Bullies often have keen insights and are able to quickly spot and exploit the vulnerabilities of others—bosses, peers, directs, and customers. They gain power by stirring up emotions in others. While it is not always apparent, bullying is fear-based. While bullies appear to be strong-minded, confident, and highly assertive – they are generally very fearful.
How do we manage bullying behavior?
Tactic #1: Stop Labeling – If you continually refer to the person with whom you have the most difficulty as a “bully,” then you have reinforced that s/he is and will, forever, be a bully. Start thinking and referring to this person as a colleague.

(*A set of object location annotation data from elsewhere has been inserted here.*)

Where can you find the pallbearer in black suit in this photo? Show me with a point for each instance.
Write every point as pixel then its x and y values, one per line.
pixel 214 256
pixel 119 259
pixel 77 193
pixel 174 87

Tactic #2: Don’t React – Bullies will try to exploit your vulnerabilities. Learn to detach yourself emotionally. Readily acknowledge areas that you are sensitive. When a bully points out a weakness to trigger your defensiveness, you might say, “Yes, you’re right. That’s true. I’m working on that trait.” No shame for you; no gain for the bully.
Tactic #3: Ask the Bully for Help – To deflate a bully’s dysfunctional power, capitalize on one of his/her key strengths. For example, “Jack, you’re good at reading people. What do you think I should do in this situation?” If you tap into what they are good at then you are reinforcing positive attributes that you want to see continued.
Obviously, it is much easier to talk about what bullies should do, than it is to find the steely courage to do something about them.
Keep in mind that every time you back down from a bully they gain power.
But every time you effectively diffuse a bullying person’s aggressiveness both of you are able to grow.